The state standard is 8.5 percent, which would require around 450 special education students in the district to be “mainstreamed,” meaning placed in general education classes.

While some parents and educators are grumbling about that strategy, for the TEA, the idea of mainstreaming seems to be the only way to go.

“Maybe it’s just time to move some of those students…which was the main goal of the program from the beginning anyway,” said TEA representative DeEtta Culbertson.

Many within the district also realize that some students use the special education program as a crutch and could become integrated into a general education environment easily.

“Special education is a vehicle to get student to mainstream education and should not be used as a label,” said San Felipe Memorial Middle School principal Jesse Guzman.

The three principals reassured the board that students who are introduced into a regular education environment would still receive some special education instruction during an adjustment period.

Special Education teachers are also being instructed to venture into general education classes to see what can be taken back to their own.

And, what if the district legitimately has a disproportionate number of special education students?
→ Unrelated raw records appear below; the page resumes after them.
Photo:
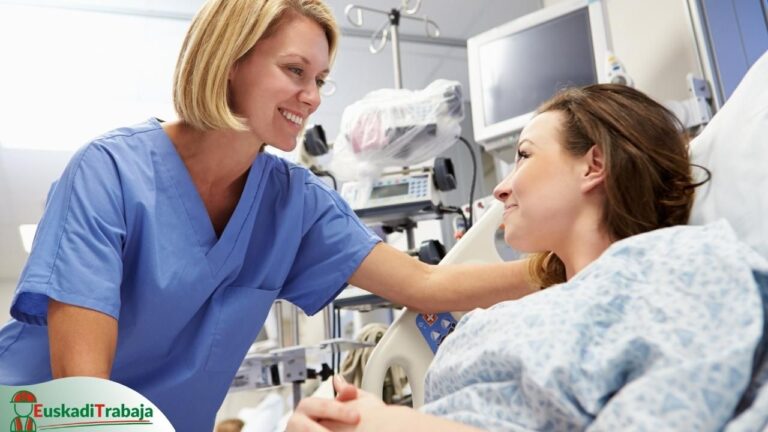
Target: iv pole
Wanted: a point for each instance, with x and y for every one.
(354, 14)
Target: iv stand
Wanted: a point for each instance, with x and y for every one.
(354, 14)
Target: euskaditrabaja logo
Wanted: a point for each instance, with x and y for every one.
(31, 413)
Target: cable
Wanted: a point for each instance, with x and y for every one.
(453, 209)
(472, 188)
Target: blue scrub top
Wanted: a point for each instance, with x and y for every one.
(126, 233)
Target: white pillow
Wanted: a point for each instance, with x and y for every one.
(734, 147)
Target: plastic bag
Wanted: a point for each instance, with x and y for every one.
(391, 127)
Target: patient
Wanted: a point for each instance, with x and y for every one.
(636, 324)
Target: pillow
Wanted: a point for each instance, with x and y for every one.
(734, 147)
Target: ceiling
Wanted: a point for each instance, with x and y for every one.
(26, 175)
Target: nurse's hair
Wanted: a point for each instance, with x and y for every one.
(223, 32)
(648, 183)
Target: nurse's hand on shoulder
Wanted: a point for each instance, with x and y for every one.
(312, 412)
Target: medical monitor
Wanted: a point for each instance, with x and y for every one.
(515, 67)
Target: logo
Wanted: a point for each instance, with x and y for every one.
(23, 402)
(78, 404)
(29, 411)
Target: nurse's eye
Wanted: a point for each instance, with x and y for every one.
(521, 155)
(296, 70)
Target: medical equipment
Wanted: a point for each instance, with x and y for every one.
(404, 344)
(515, 67)
(288, 365)
(616, 72)
(731, 147)
(394, 195)
(390, 127)
(405, 11)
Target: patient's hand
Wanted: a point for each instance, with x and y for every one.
(373, 414)
(312, 411)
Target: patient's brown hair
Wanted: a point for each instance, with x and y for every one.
(648, 182)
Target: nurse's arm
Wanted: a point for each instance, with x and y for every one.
(82, 341)
(394, 275)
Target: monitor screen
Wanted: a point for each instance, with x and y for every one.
(515, 67)
(521, 70)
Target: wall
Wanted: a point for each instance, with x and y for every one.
(653, 39)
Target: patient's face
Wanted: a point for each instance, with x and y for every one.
(541, 196)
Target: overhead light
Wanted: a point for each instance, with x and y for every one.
(27, 232)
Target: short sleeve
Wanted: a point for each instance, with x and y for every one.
(333, 245)
(76, 257)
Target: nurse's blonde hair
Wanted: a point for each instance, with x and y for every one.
(223, 32)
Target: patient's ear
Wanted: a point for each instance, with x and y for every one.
(593, 173)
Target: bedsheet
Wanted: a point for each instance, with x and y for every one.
(660, 333)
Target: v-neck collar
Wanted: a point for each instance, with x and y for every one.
(216, 249)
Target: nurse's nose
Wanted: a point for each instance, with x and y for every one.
(310, 96)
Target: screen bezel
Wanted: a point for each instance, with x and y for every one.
(512, 126)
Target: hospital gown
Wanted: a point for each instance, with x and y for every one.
(659, 333)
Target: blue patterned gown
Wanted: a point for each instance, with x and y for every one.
(660, 333)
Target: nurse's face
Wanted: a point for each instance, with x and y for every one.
(542, 195)
(276, 86)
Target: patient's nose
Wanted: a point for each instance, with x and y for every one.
(500, 192)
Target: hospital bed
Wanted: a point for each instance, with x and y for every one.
(734, 147)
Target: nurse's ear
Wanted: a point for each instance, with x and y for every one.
(593, 169)
(233, 70)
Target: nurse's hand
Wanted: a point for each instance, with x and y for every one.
(311, 411)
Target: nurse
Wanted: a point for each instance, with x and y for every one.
(163, 245)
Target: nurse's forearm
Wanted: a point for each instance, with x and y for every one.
(82, 341)
(394, 275)
(467, 286)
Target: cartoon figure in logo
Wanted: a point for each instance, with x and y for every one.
(22, 405)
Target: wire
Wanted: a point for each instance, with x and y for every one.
(453, 209)
(472, 188)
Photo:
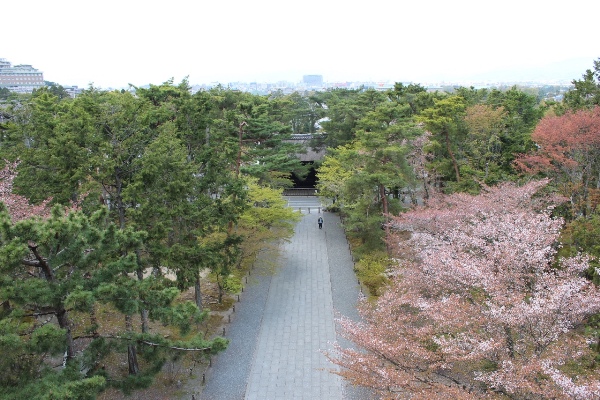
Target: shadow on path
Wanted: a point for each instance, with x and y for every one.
(286, 319)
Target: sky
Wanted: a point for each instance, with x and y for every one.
(111, 44)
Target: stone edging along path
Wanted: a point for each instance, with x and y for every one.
(285, 319)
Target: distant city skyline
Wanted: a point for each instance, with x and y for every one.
(124, 42)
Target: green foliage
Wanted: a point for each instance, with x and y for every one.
(371, 270)
(583, 235)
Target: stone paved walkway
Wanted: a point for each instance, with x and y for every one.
(284, 321)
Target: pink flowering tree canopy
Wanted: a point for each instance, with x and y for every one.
(479, 306)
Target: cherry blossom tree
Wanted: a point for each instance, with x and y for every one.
(18, 206)
(479, 307)
(569, 151)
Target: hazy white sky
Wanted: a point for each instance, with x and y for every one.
(112, 43)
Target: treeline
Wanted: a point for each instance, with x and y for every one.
(115, 203)
(474, 217)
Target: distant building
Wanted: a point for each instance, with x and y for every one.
(313, 80)
(20, 78)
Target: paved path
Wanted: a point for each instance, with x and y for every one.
(286, 319)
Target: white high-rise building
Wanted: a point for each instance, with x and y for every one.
(20, 78)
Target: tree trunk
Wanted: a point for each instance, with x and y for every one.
(449, 149)
(198, 291)
(63, 323)
(133, 365)
(140, 276)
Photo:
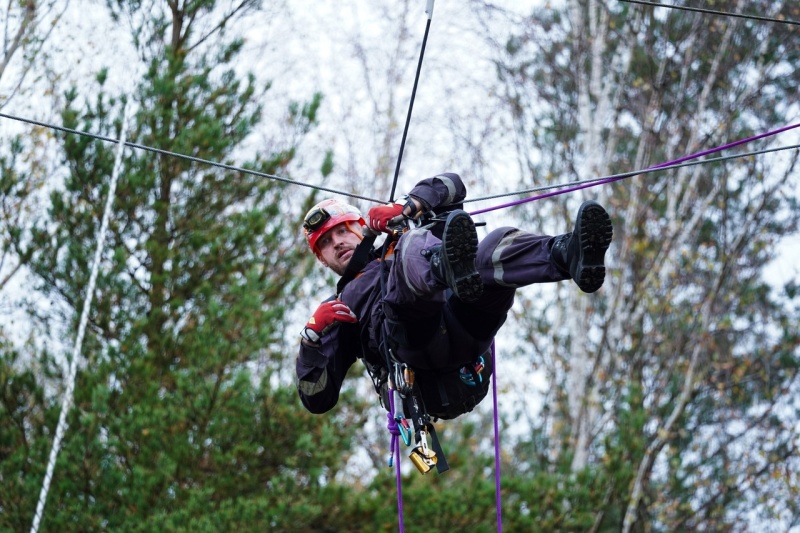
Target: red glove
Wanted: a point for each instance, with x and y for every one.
(327, 315)
(380, 217)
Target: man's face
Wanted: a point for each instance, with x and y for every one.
(336, 247)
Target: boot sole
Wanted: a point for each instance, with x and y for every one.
(460, 247)
(595, 231)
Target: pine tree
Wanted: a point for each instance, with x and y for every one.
(671, 388)
(177, 421)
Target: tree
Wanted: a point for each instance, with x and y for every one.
(171, 421)
(673, 385)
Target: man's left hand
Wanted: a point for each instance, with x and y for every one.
(378, 218)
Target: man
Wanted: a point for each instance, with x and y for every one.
(443, 297)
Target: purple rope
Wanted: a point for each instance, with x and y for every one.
(498, 498)
(395, 452)
(618, 178)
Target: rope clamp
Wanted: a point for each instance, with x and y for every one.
(423, 457)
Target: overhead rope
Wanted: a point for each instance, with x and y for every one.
(394, 431)
(714, 12)
(429, 12)
(189, 158)
(633, 173)
(67, 400)
(573, 184)
(660, 167)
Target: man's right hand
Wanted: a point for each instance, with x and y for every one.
(379, 218)
(327, 315)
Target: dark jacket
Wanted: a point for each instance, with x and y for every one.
(321, 370)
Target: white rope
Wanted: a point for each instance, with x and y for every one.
(66, 403)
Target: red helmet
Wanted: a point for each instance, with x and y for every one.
(327, 214)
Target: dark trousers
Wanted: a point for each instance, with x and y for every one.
(433, 329)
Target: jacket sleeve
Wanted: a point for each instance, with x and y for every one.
(320, 370)
(441, 190)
Culbertson said the TEA is more than flexible when it comes to those situations, but was unable to fully elaborate on what flexible meant.

If all of this seems confusing, you are not alone.

In an age when standardized testing is the norm, educators are quick to admit they still do not fully understand the system or the compatibility between the state’s assessments and the federal government’s.

For example, at the state level, East Side Elementary was rated unacceptable, but passed AYP.

And the freshman campus, which as received more than $130,000 in grant money from the state for significant improvement failed to meet federal requirements.

At East Side the reason for the disparity is that on the state accountability test, science is one of the subjects factored, which is the only subject East Side failed to pass, but at the federal level, only reading and math are considered, giving them a thumbs up by NCLB.

And, the three schools marked “missed AYP” this year, including the freshman campus, were all marked “acceptable” by state standards.

What’s the difference at those schools?

According to the district’s superintendent of instruction Julio Ramos, it’s the number of subgroups evaluated when determining a school’s rating.

At the state level, the schools are judged on their entire student body, and are then evaluated on individual subgroups including African American, white, Hispanic and economically disadvantaged.

At the federal level, two additional subgroups are rated – Special Education and Limited English Proficient students.

Those two federal subgroup areas labeled all three schools as “missed AYP”.

“They just don’t jive,” said Del Rio High School Principal Jorge Garza of the two standards.